Reggio Emilia-based daycares and preschools may stand out from the rest. Because learning activities are child-directed, this is why it’s so special. Even young children are involved in the direction of their learning.
Loris Malaguzzi was the founder of Reggio Emilia. She believed that children were capable, curious, and eager to learn about the world. Malaguzzi created a curriculum that emphasizes hands-on activities and natural collaboration. These are the principles that guide Reggio Emilia schools, classrooms and teachers:
Child-Led Projects and “Adventures”
Children won’t be sat still at their desks in Reggio Emilia classrooms. Each child chooses their topic of research, then follows that path to the end with input from parents and teachers.
The Quest for Answers
Traditional schools have teachers who present information to students and then they repeat it back to them. Reggio Emilia encourages children to ask questions and find answers. Teachers are not lecturers or presenters. They collaborate with children to find answers. Teachers can help students find information and provide the tools to create their own answers. Children develop their critical thinking skills as they engage in their learning.
The Classroom as Teacher
Reggio Emilia classrooms are for children to explore and ask questions.

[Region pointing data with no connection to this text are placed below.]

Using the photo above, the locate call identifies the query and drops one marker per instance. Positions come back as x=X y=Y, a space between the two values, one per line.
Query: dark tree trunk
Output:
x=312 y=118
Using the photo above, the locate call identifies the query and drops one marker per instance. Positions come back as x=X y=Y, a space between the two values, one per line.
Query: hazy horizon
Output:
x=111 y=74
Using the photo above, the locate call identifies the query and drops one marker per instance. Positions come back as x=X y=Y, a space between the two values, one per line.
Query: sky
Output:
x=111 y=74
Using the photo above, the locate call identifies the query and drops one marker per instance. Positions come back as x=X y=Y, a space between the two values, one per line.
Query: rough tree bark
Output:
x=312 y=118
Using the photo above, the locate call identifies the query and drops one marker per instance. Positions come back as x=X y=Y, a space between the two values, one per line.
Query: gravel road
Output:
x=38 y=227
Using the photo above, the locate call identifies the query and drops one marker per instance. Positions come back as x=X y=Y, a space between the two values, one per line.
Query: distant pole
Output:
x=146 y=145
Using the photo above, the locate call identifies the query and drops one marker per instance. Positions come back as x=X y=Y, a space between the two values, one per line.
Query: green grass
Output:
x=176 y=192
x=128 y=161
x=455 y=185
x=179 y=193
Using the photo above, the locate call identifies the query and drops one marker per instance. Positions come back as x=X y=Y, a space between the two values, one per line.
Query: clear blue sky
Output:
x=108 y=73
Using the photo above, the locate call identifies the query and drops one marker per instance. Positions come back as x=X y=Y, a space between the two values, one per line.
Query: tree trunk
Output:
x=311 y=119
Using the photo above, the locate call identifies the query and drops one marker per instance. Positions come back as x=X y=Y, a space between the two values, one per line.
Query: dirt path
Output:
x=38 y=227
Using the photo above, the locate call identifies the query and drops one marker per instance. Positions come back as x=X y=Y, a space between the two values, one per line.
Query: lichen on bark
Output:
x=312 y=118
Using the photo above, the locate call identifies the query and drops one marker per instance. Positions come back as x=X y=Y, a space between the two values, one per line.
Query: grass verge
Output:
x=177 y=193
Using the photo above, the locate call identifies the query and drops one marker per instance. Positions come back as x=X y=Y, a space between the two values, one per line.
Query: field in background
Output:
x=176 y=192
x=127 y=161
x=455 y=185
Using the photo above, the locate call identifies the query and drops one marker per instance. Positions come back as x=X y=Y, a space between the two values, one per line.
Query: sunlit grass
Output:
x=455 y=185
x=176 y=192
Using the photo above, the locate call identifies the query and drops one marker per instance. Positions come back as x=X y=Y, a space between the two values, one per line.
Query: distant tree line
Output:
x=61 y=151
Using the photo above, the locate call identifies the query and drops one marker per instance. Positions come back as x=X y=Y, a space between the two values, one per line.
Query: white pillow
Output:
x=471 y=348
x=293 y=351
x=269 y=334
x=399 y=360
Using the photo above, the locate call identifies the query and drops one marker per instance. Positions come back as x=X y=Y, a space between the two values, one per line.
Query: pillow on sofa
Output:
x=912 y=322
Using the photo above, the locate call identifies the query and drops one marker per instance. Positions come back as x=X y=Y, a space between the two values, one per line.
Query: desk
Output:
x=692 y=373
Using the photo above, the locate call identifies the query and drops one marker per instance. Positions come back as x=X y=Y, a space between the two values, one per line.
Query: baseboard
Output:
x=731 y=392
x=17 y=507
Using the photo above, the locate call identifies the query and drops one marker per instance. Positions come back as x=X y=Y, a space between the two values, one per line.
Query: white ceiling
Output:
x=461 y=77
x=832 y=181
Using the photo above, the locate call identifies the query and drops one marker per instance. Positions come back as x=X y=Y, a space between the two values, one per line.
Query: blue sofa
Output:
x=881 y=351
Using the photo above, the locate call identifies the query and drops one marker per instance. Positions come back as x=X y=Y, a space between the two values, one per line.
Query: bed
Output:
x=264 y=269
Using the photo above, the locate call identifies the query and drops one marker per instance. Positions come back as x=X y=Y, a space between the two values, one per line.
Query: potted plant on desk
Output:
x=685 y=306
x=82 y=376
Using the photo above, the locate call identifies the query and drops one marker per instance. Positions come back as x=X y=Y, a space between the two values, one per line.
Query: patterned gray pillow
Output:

The classroom supplies are carefully selected and placed so that children can explore. The classroom is equipped with recording devices that allow for the display of learning. Documentation and projects are used to track learning.
You’ll soon see that communication and collaboration are important elements of a Reggio Emilia school. It is possible that you will learn as much from watching children learn than you would by asking school administrators questions.